Importance, in layman’s terms, means how relevant a variable is to explaining an observed outcome; reliability is how much we can expect a variable to repeat or be repeated. In baseball, we often talk about these ideas in terms of “descriptiveness” and “predictiveness.” This dichotomy illustrates the Catch-22 that forever propels baseball forward in all its uncertain glory: pitch location plays an outsized role in determining the outcomes we witness, yet we cannot expect to rely on it year over year. Meanwhile, Stuff is much more reliable next year — i.e., changes to a pitcher’s pitches in terms of velocity, movement, and release point tend to vary to a much smaller degree over time — but it plays a significantly undersized role in influencing actual outcomes this year. Brutal stuff. Why do we even bother?

Part of this can be attributed to the volatile nature of the observed outcome itself. More than 700,000 pitches are thrown each year, yet only one-fourth of them terminate a plate appearance and thus record an official outcome. If a pitcher makes better pitches in the other three-fourths of his pitches but goofs up the ones that matter (from an on-field event standpoint), he’s out of luck. Furthermore, of the one-fourth of pitches that do successfully end a plate appearance, more than two-thirds of those are batted balls that are highly variable in their composition (i.e., exit velocity, launch angle, spray angle) and their value (e.g., single, double, triple, home run). Often, the composition of the batted ball is at odds with its value (i.e., expected versus actual wOBA).

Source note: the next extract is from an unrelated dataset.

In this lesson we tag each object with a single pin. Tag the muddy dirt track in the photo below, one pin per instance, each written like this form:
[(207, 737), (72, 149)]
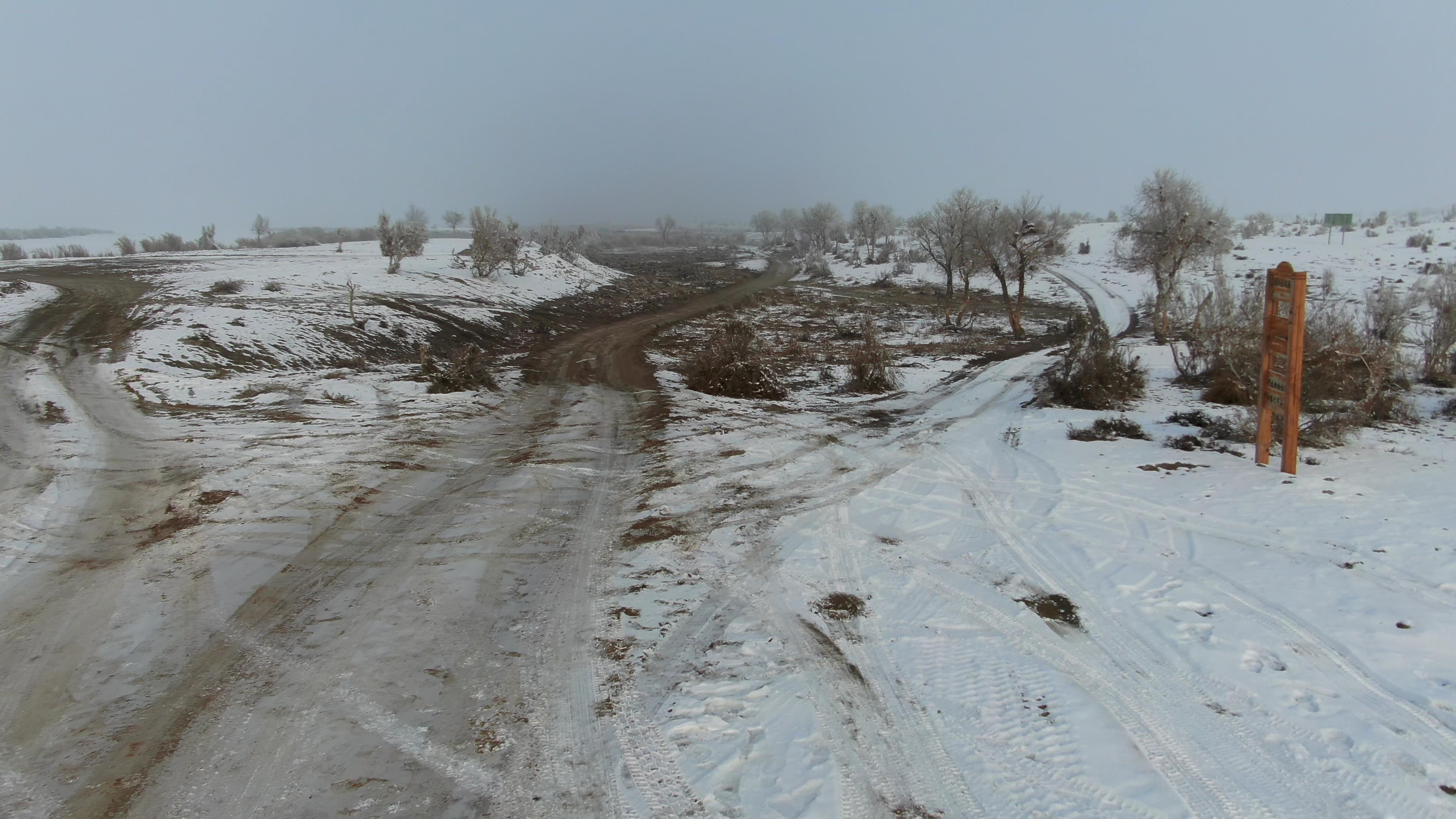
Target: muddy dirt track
[(447, 610)]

This is kind of a long preamble simply to say: I’m not convinced pitch location is as unrepeatable as we make it out to be. Intuitively, I think most of us would believe this to be true. We rely on heat maps to see how pitchers locate their offerings; that they show any density, any “heat,” to begin with suggests an ability to repeat. It’s the overly granular nature of pitch location measurements that’s the problem: Statcast measures vertical and horizontal locations each to the nearest one-hundredth of a foot. To two decimal places! That’s delightfully precise for researchers but dreadfully precise for a pitcher being asked to repeat an assortment of very narrowly defined locations. Even rounded to the nearest inch, this is still too much to ask.

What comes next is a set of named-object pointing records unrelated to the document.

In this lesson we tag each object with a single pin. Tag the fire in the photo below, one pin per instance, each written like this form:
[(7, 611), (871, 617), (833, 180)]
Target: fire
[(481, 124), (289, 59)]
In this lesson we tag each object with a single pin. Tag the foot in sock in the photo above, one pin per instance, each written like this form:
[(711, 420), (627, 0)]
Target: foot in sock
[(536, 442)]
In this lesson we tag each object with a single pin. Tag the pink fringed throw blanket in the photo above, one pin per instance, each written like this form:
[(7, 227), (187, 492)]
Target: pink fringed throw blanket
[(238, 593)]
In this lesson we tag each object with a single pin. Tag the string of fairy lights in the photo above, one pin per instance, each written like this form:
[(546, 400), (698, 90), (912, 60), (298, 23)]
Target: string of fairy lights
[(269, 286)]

So maybe we need to ask less. Under the current framework, location is unrepeatable. And I’ll accept that to be true, because, by definition, it is. But command — which I will use today to describe an array of very precise locations that, when aggregated, culminate in a generalized set of targets or zones — is not unrepeatable. And while we can’t know a pitcher’s intended target, I think we can use a desired target as a proxy for that. (Just last week over at Baseball Prospectus, Stephen Brown used fancy modeling to infer intended targets for Blake Snell, our enigmatic, team-less Cy Young winner. Steve concluded the bad-walk-rate-but-good-command argument is partly cognitive dissonance: Snell indeed has below-average command, just like his double-digit walk rate suggests, and could afford to find the periphery of the zone a little more often. Despite Steve’s work, I will not be inferring intended targets — we’re sticking with desired targets today. Sorry, but I’m just not as smart as Steve.)

In Statcast data, MLBAM provides a field called “Delta Run Expectancy,” which is the change in run expectancy after each pitch. (I could do this myself, but I’m glad Statcast did it for me.) I calculated the average Delta Run Expectancy for every pitch location at (x, z) coordinates rounded to the nearest inch for all pitches that did not produce a batted ball event. For batted ball events, I calculated the average expected wOBA (xwOBA) on contact, also supplied by MLBAM. All of these calculations are performed within Statcast’s pitch type classifications, for better or worse, because not all pitch types play up (or down) in the same locations. These values are then weighted by the frequency with which a strike, ball, or batted ball event occurs at every (x, z) pitch location, providing an average run value per pitch. I’ll call this “Location Score.” Here’s Location Score by pitch location to the inch, where red is below 0 runs (good) and blue is above (normal to bad):

On average, run expectancy is above zero and, thus, blue. If it weren’t, we wouldn’t expect runs to be scored! So it’s much rarer to have a competitively commanded pitch that, on average, produces a Location Score below 0. (Please note that the graphic above flattens every pitch type’s “hot zone” into one; it’s purely for demonstrative purposes. Each pitch type’s unique “hot zone” would invariably look a little different.)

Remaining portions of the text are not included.